Por que Liliana gostava
tanto de escrever?... Talvez fosse pelo mesmo motivo que Aurélio gostava de
desenhar!...
Não!... Liliana
escrevia porque a sua natureza sentia necessidade de mergulhar no mundo de
sonhos que sua imaginação criava. Mas Aurélio não costumava entregar-se ao
devaneio. Ele gostava de observar o mundo ao seu redor e sentia prazer em
descobrir o que a sua mão conseguia criar. Não!... Criar talvez não fosse a
palavra exata. Representar expressava melhor o que o dom de Aurélio permitia
que ele fizesse.
Certo dia, Aurélio e
Liliana se encontraram em uma biblioteca. Liliana parou de escrever no momento
em que ouviu Aurélio perguntar: “O que você está fazendo?... Uma redação para a
escola?”. Liliana respondeu: “Não. Estou escrevendo uma história. O que você
está desenhando?!... É um despertador?!... Por que você está desenhando um
despertador?!...”.
Aurélio exclamou: “Odeio
acordar cedo!... Como não posso destruir o meu despertador porque a minha mãe
ficaria furiosa, resolvi desenhar um para detoná-lo.”.
Liliana disse: “Eu não
compreendo... Você seria capaz de destruir o seu desenho?!... Em vez de acender
o pavio da dinamite, você poderia livrar o despertador dessa ameaça e permitir
que eu escrevesse uma história para ele.”.
Aurélio perguntou: “Está
falando sério?!... Você está querendo salvar o despertador da destruição para colocá-lo
em uma história?!... Ele já está inserido em um contexto trágico: será
destruído para não ter a oportunidade de acordar mais ninguém.”.
Liliana levantou-se.
Preferia ir embora a iniciar uma discussão sem propósito. Aurélio perguntou: “Aonde
vai?... Eu pensei que estivéssemos conversando!... Não me diga que ficou
zangada!... Ainda bem que você não viu o que eu faço com os bonecos que
desenho!... O último eu cortei ao meio com a borracha. Sente-se, por favor.
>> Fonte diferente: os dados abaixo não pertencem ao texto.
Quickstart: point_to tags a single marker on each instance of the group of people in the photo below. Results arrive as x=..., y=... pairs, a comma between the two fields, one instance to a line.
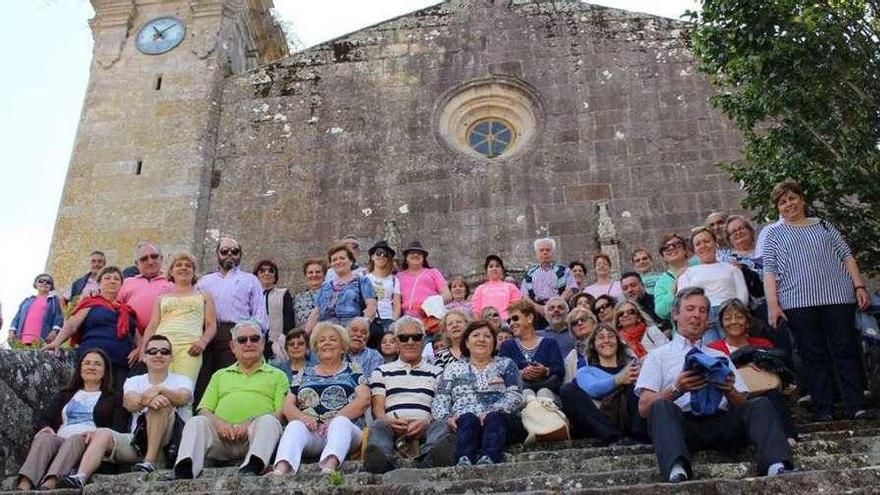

É
como eu disse: são só desenhos!... Você não vai me deixar aqui, falando
sozinho, apenas porque eu me divirto destruindo os meus próprios desenhos!...”.
Liliana sentou-se e
olhou nos olhos de Aurélio enquanto dizia: “Eu adoro escrever, mas não sei
desenhar. As pessoas não são atraídas pelo texto e sim pela imagem... Se eu
soubesse desenhar, eu jamais destruiria os meus desenhos. Eu os protegeria e
criaria histórias para eles. Esse seu despertador, por exemplo, ele poderia
pertencer a um mago que desejava controlar o tempo... Ele poderia apressar os
acontecimentos... Bastaria que ele programasse o despertador para que a magia fosse
realizada no momento desejado... O toque do despertador substituiria as
palavras mágicas...”.
Aurélio não conseguiu
segurar o riso quando exclamou: “Você é maluca!... De onde tirou essa ideia que
não tem nada a ver com o meu despertador?!... Ele terá um fim mais glorioso
sendo destruído do que pertencendo a esse mago que a sua imaginação criou. Por
que está chorando?!... Eu não tive a intenção de ofendê-la... Eu só disse o que
penso!...”.
Com a voz mesclada de
mágoa, Liliana perguntou: “Se eu valorizo o seu desenho, por que você zomba da
minha história?!... Por mim, você pode guardar esse seu despertador,
explodi-lo, refazê-lo e tornar a destruí-lo quantas vezes tiver vontade!...”.
Olhando nos olhos de
Liliana, Aurélio disse: “Eu tenho uma ideia melhor: Apagarei a corda e a dinamite,
enfeitarei o despertador e desenharei o mago, que desejava controlar o tempo,
ao lado dele. Está feliz agora?...”.
Sorrindo, Liliana
respondeu: “Sim. Obrigada!... Você ainda não me disse o seu nome... Eu me chamo
Liliana.”. Aurélio retribuiu o sorriso quando disse: “O meu nome é Aurélio. Se
você vier aqui amanhã, eu lhe entrego o desenho.”.
Aurélio e Liliana se
encontraram no dia seguinte. Ela sorriu ao ver o desenho, e ele leu a história
que ela havia escrito. Embora Aurélio ainda pensasse que a história não tinha nada
a ver com o despertador que ele desenhara, para evitar aborrecer Liliana, ele preferiu se calar a
esse respeito. E aquele foi o início de uma duradoura amizade.